Tatbestand
Der 1956 geborene Kläger erlernte den Beruf eines Schreiners und legte die Meisterprüfung ab. Nach Angaben der Firma H. A.
war der Kläger zuletzt als Meister mit der Gehaltsgruppe M1 versicherungspflichtig in Vollzeit beschäftigt.
Im Mai 2011 wurde dem Kläger vom C. , Versorgungsamt ein Grad der Behinderung (GdB) von 40 zuerkannt, der ab Juni 2012 auf
50 erhöht wurde. Zugrunde lagen folgende Gesundheitsstörungen:
1. Chronisch venöse Insuffizienz, Funktionsbehinderung des Kniegelenkes links, Knorpelschäden am Kniegelenk rechts, Funktionsstörung
durch Fußfehlform beidseits (Einzel-GdB 40).
2. Funktionsbehinderung der Wirbelsäule, degenerative Veränderungen (Einzel-GdB 30).
3. Schwerhörigkeit beidseits, Ohrgeräusche beidseits (Tinnitus) (Einzel-GdB 10).
Am 05.08.2013 beantragte der Kläger bei der Beklagten eine Leistung zur stationären medizinischen Rehabilitation.

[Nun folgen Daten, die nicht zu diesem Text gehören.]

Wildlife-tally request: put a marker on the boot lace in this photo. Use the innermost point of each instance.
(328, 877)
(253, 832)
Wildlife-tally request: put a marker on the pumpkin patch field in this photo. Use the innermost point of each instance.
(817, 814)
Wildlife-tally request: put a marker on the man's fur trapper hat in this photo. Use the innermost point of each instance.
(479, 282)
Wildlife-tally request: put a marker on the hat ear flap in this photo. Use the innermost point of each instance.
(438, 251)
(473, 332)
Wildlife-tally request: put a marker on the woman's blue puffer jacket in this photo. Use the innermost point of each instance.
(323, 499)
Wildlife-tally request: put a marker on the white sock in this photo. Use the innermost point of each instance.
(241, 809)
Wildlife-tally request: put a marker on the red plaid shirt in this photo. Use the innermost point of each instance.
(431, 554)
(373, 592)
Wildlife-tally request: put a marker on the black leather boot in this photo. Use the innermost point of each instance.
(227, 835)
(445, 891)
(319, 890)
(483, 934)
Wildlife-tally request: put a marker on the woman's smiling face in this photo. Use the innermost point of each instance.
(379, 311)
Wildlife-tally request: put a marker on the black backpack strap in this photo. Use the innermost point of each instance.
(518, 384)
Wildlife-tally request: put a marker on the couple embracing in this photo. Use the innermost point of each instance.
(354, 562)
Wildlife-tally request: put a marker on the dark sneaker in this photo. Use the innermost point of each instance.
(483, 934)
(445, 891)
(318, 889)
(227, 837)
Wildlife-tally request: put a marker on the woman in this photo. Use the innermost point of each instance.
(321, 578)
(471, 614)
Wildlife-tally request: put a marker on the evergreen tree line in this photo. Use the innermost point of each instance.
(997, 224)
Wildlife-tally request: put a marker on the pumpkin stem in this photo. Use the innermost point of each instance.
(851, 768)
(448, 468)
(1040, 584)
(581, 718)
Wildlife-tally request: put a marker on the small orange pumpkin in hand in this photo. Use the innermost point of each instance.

Diese wurde
bewilligt und der Kläger befand sich vom 24.09.2013 bis 15.10.2013 in der A.-Klinik in Bad S ... Im dortigen Entlassungsbericht
vom 05.11.2013 wurden als Diagnosen aufgeführt:
1. Chronisches LWS-Syndrom.
2. Cervicobrachial-Syndrom.
3. Impingement-Syndrom der Schulter.
4. Muskelkrankheit, nicht näher bezeichnet.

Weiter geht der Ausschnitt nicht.